Brand trust is more important than ever for customers looking to engage with online services, professions, or retail shops. However, cybercriminals have scaled up their malicious activities by squatting domain names of popular brands to confuse and target users.
What does the report say?
According to a report from Palo Alto Unit 42 Networks, threat actors are repurposing the old-school cybersquatting attack technique to accomplish a wide range of malicious objectives. From December 2019 to date, the attack method was used for:
- Malware distribution: A domain mimicking Samsung hosted AZORult trojan capable of stealing credit card information.
- Phishing: Scammers created a legitimate-looking fake site of Wells Fargo to steal sensitive information, email credentials, and ATM PINs from customers. Additionally, these banking sites were used to offer fake services for free to privileged customers.
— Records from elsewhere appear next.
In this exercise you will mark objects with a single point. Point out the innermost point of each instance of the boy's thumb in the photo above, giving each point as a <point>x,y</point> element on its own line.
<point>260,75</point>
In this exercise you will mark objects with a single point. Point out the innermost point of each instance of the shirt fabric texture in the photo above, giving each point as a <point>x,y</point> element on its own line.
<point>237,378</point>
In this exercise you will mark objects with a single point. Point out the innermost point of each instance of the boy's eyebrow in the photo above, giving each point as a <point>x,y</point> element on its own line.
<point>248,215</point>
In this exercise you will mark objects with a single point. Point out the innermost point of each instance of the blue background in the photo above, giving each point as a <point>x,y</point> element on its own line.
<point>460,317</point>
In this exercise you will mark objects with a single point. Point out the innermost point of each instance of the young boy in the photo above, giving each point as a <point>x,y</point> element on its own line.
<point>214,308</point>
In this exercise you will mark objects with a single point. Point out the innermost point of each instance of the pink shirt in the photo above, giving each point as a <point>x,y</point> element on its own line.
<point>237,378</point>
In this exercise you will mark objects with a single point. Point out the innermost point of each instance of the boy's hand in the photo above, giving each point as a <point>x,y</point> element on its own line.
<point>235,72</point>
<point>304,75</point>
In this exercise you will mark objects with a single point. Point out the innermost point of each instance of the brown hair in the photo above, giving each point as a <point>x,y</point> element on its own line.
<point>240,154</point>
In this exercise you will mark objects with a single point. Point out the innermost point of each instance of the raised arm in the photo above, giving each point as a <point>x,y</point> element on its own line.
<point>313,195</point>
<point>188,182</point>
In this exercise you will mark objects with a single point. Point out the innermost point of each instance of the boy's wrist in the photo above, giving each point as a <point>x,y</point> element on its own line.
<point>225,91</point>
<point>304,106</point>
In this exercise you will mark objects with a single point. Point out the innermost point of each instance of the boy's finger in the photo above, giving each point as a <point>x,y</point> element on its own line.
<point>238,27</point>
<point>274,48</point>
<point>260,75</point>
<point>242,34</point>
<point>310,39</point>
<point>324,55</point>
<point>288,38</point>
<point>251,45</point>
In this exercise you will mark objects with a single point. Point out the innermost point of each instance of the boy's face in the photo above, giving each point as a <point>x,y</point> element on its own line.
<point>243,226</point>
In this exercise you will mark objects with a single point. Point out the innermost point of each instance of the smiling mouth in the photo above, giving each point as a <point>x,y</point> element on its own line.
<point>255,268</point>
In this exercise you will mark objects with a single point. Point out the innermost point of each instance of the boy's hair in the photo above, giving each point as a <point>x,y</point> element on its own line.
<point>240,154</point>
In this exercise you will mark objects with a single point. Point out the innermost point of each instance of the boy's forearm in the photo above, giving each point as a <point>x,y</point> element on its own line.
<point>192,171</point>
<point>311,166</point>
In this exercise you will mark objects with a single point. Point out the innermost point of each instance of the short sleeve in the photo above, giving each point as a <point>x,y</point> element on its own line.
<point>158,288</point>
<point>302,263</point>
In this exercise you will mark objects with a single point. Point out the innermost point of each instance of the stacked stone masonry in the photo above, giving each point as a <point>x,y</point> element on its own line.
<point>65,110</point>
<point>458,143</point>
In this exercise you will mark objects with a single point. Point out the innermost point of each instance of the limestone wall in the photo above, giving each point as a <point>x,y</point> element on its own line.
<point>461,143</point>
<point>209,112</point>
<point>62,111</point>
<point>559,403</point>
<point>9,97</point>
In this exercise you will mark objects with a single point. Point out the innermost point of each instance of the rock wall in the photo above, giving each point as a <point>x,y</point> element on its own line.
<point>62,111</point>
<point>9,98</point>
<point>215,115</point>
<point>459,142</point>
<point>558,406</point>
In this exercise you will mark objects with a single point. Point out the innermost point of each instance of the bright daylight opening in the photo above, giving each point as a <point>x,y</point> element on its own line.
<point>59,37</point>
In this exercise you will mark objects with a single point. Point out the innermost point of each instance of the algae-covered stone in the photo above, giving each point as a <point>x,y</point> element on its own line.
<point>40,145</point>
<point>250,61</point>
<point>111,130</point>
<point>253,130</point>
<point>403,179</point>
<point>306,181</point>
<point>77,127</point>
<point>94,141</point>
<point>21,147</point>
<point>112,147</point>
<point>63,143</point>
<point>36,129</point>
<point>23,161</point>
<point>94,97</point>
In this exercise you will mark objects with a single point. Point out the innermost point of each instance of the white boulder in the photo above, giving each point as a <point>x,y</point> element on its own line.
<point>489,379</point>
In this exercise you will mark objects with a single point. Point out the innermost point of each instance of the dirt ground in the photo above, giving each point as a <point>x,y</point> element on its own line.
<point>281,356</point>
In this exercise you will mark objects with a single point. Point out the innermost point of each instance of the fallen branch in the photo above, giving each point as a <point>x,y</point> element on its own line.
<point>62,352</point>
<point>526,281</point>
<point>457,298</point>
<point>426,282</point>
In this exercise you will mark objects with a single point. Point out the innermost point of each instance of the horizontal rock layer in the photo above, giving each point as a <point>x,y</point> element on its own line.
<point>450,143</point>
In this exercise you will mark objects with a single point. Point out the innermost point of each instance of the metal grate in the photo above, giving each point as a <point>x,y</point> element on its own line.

- Network intrusion: Fake domains related to Microsoft were used by attackers to compromise an entire network and conduct C2 attacks.
- Re-bill scam: Several phishing sites mimicking Netflix were set up to steal victims’ money by prompting them to make an initial payment towards a product like weight loss pills.
- Potentially Unwanted Program (PUP): Malicious actors created and registered a fake site looking similar to Walmart to distribute PUP such as spyware, adware, and malicious browser extension.
- Tech support scam: Fake Microsoft domain was used to scare users into paying for false customer support.
- Reward scam: A domain mimicking Facebook lured users with fake rewards such as free products or prize money. To claim the prize, the users were required to fill out a form with their personal information.
Most targeted brands
Domain squatters prefer popular websites in mainstream search engines, social media, and financial, shopping, and banking services to target online users. The most commonly targeted brands include the likes of PayPal, Apple, RoyalBank, Netflix, LinkedIn, Amazon, Dropbox, TripAdvisor, Facebook, Google, Norton, and Microsoft, among others. The brand names are tweaked a little before they are hosted using cheap or free DNS services.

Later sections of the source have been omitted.